Cash EPS gives the true value of a company's cash flow, and analysed along with the basic EPS, it can help investors avoid firms with low operating cash flows.

twitter-logo Sameer Bhardwaj        Print Edition: February, 2010

Cash management is critical to any business. A cashrich firm can create value for shareholders by buying new assets, paying dividends and repaying short-term liabilities. The most commonly used ratio to analyse stocks is earnings per share (EPS), but it ignores the cash position of the company. This is listed in the income statement and is also termed as the basic EPS. However, basic EPS has limitations as it is based on net earnings, which can be easily inflated through adjustments to non-cash expenses (depreciation). Basic EPS is a vital constituent of the widely used PE ratio, so analysing firms through this alone can be misleading.

The deception caused by manipulated earnings can be overcome by considering basic EPS along with a variant called cash EPS. The cash EPS is calculated by dividing the operational cash flow of the firm by the number of outstanding shares. Some analysts also calculate it by adding depreciation and other intangible assets like goodwill and amortisation to the net profit, and then dividing the sum by the number of outstanding shares.

Valued Information
Cash EPS is derived from the cash flow statement of a company, which breaks up the cash flow into operating, financing and investing activities. Cash EPS gives the net result of the cash inflow and outflow of a company's daily operational activities.

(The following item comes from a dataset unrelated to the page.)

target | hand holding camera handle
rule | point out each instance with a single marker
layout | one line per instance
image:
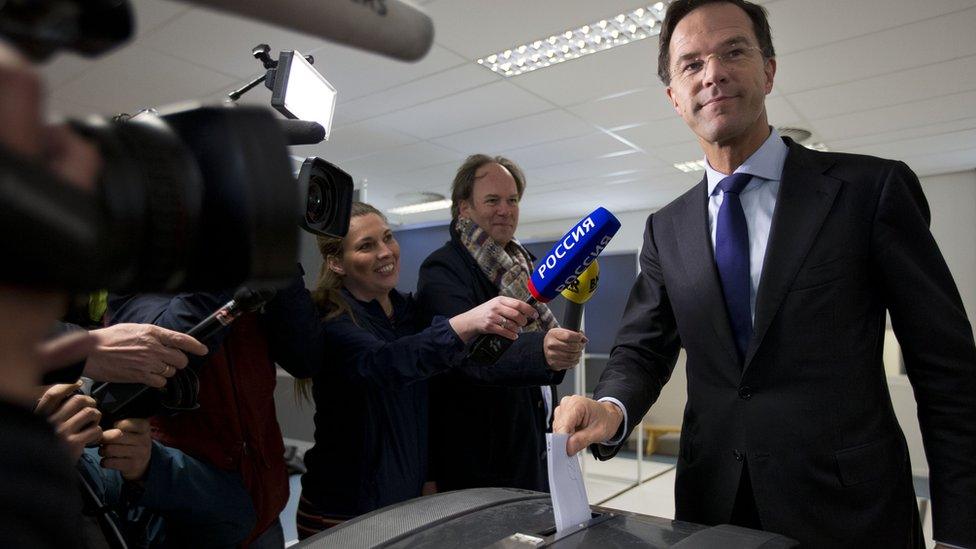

Cash flows are difficult to manipulate and, therefore, significant insights into a company’s affairs can be gained if we analyse the cash EPS and basic EPS.

A positive cash EPS implies that the company has more operating cash inflow than outflow, though it does not necessarily mean that it is generating profits. However, if the cash EPS is consistently high, it indicates that the firm is producing excess operating cash after deducting expenses pertaining to sales. While the basic EPS and cash EPS should be analysed together, there could be divergences. One may be positive while the other could be negative. Investors need to be wary of companies which have a negative cash EPS.

When alarm bells should ring
For identifying a good company, the basic EPS and cash EPS should always be analysed over a period of time. A company is considered superior if its cash EPS is consistently higher than its basic EPS. On the other hand, an in-depth investigation is required for companies where the cash EPS is consistently lower than the basic EPS.

A cash EPS which is constantly negative is not a good sign. Investors need to be vigilant when a company's basic EPS is positive but its cash EPS is negative. The reasons for this divergence could be unsold inventory or high account receivables. Since there is always a risk of account receivables turning into bad debts, investors should be cautious if such a situation arises within a company.

On the other hand, investors need not worry if the basic EPS is negative as long as the cash EPS is positive. The negative basic EPS could be due to depreciation and other non-cash expenses.